Characteristics, Impacts, and Treatment Considerations of Oilfield Produced Water

I. Definition

Oilfield produced water refers to the water that is brought to the surface together with crude oil during oil production. It originates from underground water that is displaced and dissolved due to water injection and enhanced oil recovery (EOR) operations.

II. Sources

1. Natural groundwater production

During oilfield development, drilling activities and changes in reservoir pressure drive groundwater from aquifers to the surface along with crude oil. This groundwater becomes part of the produced water. 

2. Waterflooding operations

To improve production efficiency and recovery factor, water injection is widely applied. Injected water—typically treated freshwater or groundwater—mixes with crude oil in the reservoir and is produced back to the surface as produced water.

3. Operational wastewater from oilfield production

Additional wastewater is generated during oilfield operations, such as well washing wastewater and equipment cleaning water. These streams also contain oil and contaminants and are included in produced water. 

III. Characteristics

Produced water has distinct characteristics that directly determine treatment strategies and reuse potential: 

- High oil content: Contains crude oil and petroleum hydrocarbons, resulting in obvious oil pollution. 

- High suspended solids (SS): Includes sand, clay particles, and mineral impurities, which may cause equipment wear and blockage.

- High salinity: Contains high levels of dissolved inorganic salts (e.g., chlorides, sulfates, carbonates), increasing treatment difficulty and environmental risk.

- High organic content: Includes hydrocarbons, phenols, aldehydes, ketones, and other organics, making water quality complex. 

- Large water quality fluctuations: Variations in well production and operating conditions lead to unstable influent quality. 

- Strong corrosivity: May contain H₂S, CO₂, and corrosive salts or acids, accelerating corrosion of equipment and pipelines. 

- Poor biodegradability: Some organics, such as polycyclic aromatic hydrocar (PAHs), are resistant to biological degradation and pose long-term environmental risks. 

Given these characteristics, produced water must be treated using appropriate combinations of physical, chemical, and biological methods to reduce pollution, enable reuse, or achieve compliant discharge. Continuous monitoring and management are essential to prevent environmental impacts. 

IV. Composition

- Suspended solids: Typically with particle sizes of 1–100 μm.

- Crude oil: Usually 1–2 kg of oil per cubic meter of produced water.

- Dissolved substances: Mainly soluble salts, reflecting high mineralization. 

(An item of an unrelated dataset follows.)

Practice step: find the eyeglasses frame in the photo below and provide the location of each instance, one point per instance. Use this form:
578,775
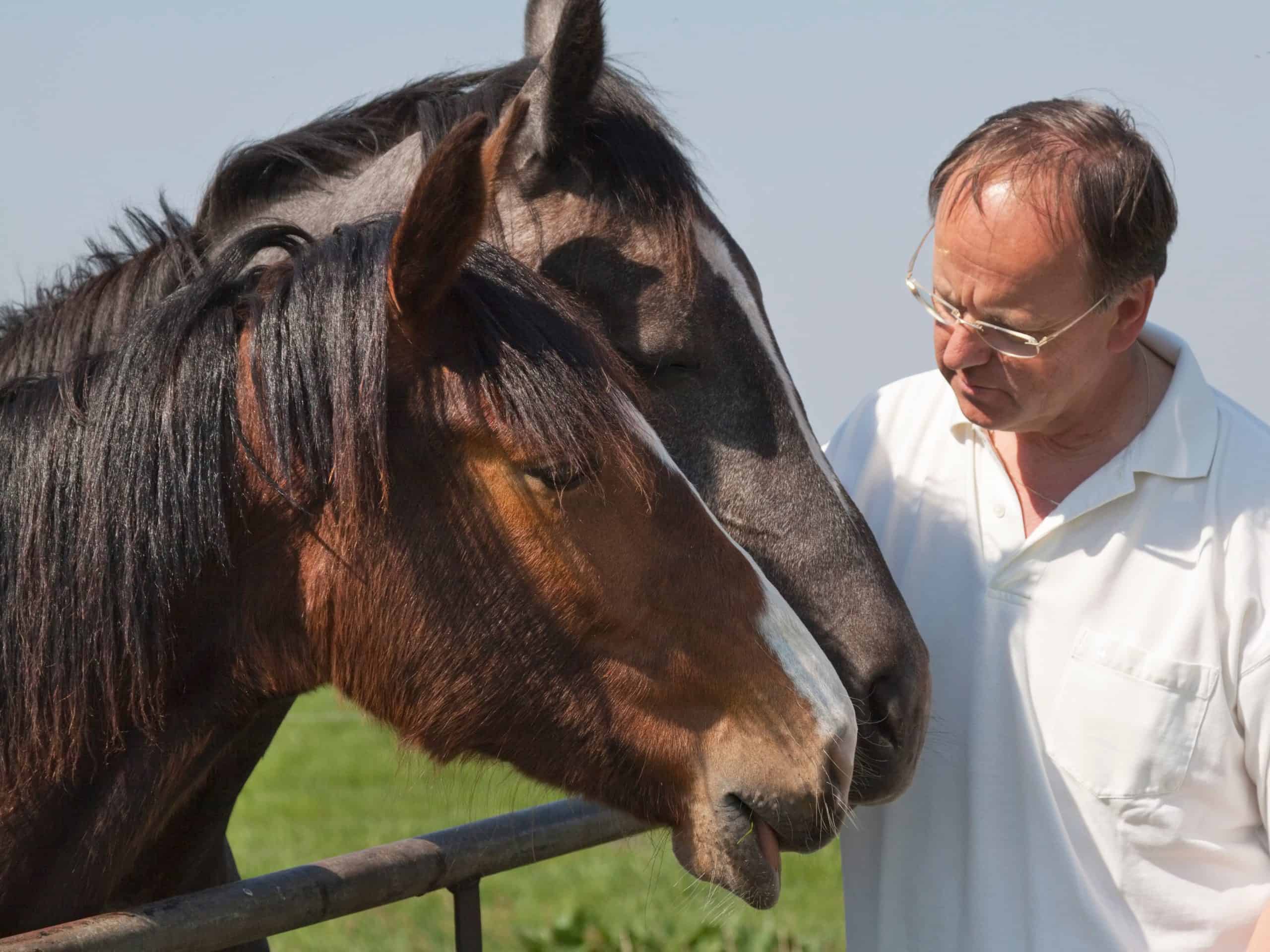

- Microorganisms: Including total general bacteria (TGB), sulfate-reducing bacteria (SRB), iron bacteria, etc. 

- Organic additives: Such as flocculants, demulsifiers, and oil-displacement agents, contributing to organic diversity.

- Ionic components: Highly complex, including inorganic ions, gases, organic components, and trace elements, with strong regional variability (e.g., sulfate vs. chloride dominance). 

In addition, surfactants and other additives are often present, altering surface tension and oil wettability to facilitate oil–water separation and lifting. 

V. Impacts and Hazards

- Reduced oil recovery: Water and impurities decrease reservoir productivity and increase production difficulty and cost. 

- Lower waterflood efficiency: Untreated produced water may clog injection pipelines and reservoir pores.

- Severe water and sand production: Excessive produced water can intensify sand production and disrupt normal well operation. 

- Increased load on dehydration and wastewater treatment systems: Higher treatment volumes and operating costs.

- Reservoir energy loss and higher production costs: Produced water accelerates reservoir energy depletion. 

- Damage to production equipment: Corrosion and fouling shorten equipment life and increase maintenance costs.

VI. Environmental Impacts

- Free oil pollution: Oil films block oxygen transfer at the water surface.

- Emulsified and dissolved oil pollution: Oxygen consumption during degradation leads to hypoxia, increased CO₂, lower pH, and harm to aquatic life.

- Soil contamination: Oil films inhibit soil microorganisms and damage soil structure.

- Impact on biological treatment systems: High oil concentrations (generally >30 mg/L) inhibit activated sludge and biofilm activity. 

VII. Conclusion

Oilfield produced water poses significant challenges to oilfield operations and serious risks to the environment and ecosystems. Proper treatment and reuse of produced water are therefore essential for environmental protection, cost control, and improved oilfield production efficiency.